# How many different mappings are GxG -> X, where G is a group of order n and X is a set of n elements?

#### pauloromero1983

##### New member
In the context of group theory, there's a theorem that states that for a given positive integer $$n$$ there exist finitely different types of groups of order $$n$$. Notice that the theorem doesn´t say anything of how many groups there are, only states that such groups exist. In the proof of this statement, they define a map $$f:G\times G \rightarrow X$$ where $$X$$ is a set with $$n$$ elements. Defining a group structure in the same map by means of the product rule $$f(g_{1})f(g_{2})=f(g_{1}g_{2})$$, where $$g_{1}, g_{2}$$ belong to $$G$$ they arrive to the following conclusion: there's an upper bound on the number of different groups of order $$n$$, namely: $$n^{n^{2}}$$

My question is how to arrive to such conclusion.
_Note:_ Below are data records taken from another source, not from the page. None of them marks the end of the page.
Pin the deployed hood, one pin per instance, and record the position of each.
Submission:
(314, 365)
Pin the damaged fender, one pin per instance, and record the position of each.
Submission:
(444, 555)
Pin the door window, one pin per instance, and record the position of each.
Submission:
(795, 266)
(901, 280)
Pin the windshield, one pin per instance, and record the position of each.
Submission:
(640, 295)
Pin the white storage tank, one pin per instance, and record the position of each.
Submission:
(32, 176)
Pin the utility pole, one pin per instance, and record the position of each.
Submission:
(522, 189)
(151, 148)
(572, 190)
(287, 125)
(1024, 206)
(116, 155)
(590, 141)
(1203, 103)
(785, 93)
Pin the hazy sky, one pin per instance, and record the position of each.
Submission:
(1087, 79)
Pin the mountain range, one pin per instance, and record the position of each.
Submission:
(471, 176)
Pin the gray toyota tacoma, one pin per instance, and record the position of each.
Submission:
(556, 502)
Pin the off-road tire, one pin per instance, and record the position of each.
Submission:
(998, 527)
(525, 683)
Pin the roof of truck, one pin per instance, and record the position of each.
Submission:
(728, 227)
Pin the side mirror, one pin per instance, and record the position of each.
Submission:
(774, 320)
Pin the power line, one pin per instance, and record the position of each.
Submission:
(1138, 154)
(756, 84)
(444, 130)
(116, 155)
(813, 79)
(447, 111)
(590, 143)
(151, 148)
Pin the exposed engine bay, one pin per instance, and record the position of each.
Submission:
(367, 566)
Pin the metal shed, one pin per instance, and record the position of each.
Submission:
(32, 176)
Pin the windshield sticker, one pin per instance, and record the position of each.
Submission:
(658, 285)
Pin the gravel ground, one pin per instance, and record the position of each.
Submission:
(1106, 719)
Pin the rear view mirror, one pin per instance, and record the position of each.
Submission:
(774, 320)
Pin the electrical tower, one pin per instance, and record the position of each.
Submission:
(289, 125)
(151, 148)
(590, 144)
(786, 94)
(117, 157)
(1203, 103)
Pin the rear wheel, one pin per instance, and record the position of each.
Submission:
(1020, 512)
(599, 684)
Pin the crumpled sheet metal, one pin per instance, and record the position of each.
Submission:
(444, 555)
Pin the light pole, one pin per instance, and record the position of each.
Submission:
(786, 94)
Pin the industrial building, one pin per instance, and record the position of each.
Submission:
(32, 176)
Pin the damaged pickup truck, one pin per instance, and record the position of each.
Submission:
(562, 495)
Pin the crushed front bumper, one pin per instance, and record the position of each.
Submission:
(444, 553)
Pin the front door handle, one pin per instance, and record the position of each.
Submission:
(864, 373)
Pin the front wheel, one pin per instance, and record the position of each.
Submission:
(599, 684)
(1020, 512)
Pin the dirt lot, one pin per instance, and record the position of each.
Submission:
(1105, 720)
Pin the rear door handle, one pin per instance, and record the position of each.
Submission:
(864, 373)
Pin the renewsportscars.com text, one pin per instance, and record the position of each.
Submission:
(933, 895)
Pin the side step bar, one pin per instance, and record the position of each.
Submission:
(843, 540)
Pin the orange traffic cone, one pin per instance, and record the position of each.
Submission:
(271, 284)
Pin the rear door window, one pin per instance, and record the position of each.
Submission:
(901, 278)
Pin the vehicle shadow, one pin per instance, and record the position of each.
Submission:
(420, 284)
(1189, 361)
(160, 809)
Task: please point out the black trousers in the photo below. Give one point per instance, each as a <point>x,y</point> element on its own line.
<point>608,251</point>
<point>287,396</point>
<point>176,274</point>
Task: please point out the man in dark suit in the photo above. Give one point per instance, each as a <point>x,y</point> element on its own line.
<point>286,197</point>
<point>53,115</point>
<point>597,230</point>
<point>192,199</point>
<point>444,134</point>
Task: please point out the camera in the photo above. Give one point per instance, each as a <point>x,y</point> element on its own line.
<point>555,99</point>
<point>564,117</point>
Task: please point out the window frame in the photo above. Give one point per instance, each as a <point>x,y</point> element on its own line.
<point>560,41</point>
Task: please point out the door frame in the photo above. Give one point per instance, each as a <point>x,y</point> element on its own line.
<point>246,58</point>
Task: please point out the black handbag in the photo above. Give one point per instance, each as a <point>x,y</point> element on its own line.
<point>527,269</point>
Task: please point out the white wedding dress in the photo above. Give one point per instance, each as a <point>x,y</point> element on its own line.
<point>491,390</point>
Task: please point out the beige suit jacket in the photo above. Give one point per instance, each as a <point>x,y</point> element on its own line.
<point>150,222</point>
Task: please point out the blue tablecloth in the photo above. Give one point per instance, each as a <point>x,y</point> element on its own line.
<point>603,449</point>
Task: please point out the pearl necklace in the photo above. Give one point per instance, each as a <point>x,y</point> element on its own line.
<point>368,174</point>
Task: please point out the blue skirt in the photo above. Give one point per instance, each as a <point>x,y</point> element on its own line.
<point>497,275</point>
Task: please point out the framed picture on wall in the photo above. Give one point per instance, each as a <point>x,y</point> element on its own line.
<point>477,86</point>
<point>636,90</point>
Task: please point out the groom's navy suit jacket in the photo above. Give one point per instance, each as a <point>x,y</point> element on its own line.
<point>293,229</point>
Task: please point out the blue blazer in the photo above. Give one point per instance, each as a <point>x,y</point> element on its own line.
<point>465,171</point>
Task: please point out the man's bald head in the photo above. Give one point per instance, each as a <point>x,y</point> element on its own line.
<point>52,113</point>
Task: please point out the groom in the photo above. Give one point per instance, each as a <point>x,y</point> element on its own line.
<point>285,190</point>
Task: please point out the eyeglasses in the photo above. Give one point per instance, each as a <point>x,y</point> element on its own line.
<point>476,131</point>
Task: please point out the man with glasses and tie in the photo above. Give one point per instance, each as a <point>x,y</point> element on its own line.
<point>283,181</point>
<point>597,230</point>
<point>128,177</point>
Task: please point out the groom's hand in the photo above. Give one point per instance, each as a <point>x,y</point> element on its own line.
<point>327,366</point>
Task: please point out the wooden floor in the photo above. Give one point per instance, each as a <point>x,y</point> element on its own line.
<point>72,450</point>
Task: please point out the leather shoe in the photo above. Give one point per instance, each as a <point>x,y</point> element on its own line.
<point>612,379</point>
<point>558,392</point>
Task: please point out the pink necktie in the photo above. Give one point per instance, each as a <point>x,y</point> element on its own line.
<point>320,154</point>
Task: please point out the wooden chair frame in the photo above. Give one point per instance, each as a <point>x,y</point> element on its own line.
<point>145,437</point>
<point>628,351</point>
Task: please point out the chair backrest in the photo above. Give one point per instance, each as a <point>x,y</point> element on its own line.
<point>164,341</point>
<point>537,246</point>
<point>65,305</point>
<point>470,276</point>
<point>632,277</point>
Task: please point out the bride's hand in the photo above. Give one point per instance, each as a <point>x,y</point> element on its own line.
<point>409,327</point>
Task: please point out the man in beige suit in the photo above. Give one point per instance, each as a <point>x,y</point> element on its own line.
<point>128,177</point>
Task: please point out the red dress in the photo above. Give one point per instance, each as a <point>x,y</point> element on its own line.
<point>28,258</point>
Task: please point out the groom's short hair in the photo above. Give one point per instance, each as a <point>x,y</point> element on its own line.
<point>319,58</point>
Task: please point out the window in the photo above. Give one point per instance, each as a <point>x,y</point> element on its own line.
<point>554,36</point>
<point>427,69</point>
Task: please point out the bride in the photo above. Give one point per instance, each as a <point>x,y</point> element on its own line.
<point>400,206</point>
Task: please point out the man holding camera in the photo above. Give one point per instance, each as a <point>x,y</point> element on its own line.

Im aware that, for every ordered pair of $$G\times G$$ theres $$n$$ images (since $$X$$ was assumed to have $$n$$ elements). For a concrete example, let be $$G$$ a group of 2 elements. Then, there are 4 ordered pairs. Each pair has 2 images, so the total number of maps would be 4*2=8. However, by use of the relation $$n^{n^{2}}$$ we get $$2^{2^{2}}=16$$, i.e, there are 16 different maps, not 8. Im missing something here, but I dont know what exactly what the error is.

#### GJA

##### Well-known member
MHB Math Scholar
Hi pauloromero1983 ,

In the example you gave for each element of $G\times G$ there are 2 choices in $X$ to which the element can be mapped. Since the total number of elements in $G\times G$ is 4, the total number of possible mappings is $2\times 2\times 2\times 2 = 2^{4} = 16.$

In general, if $A$ and $B$ are finite sets, then there are $|B|^{|A|}$ different mappings/functions from $A$ to $B$. Does this help answer your question?

#### pauloromero1983

##### New member
ok, I think I understand now, thank you.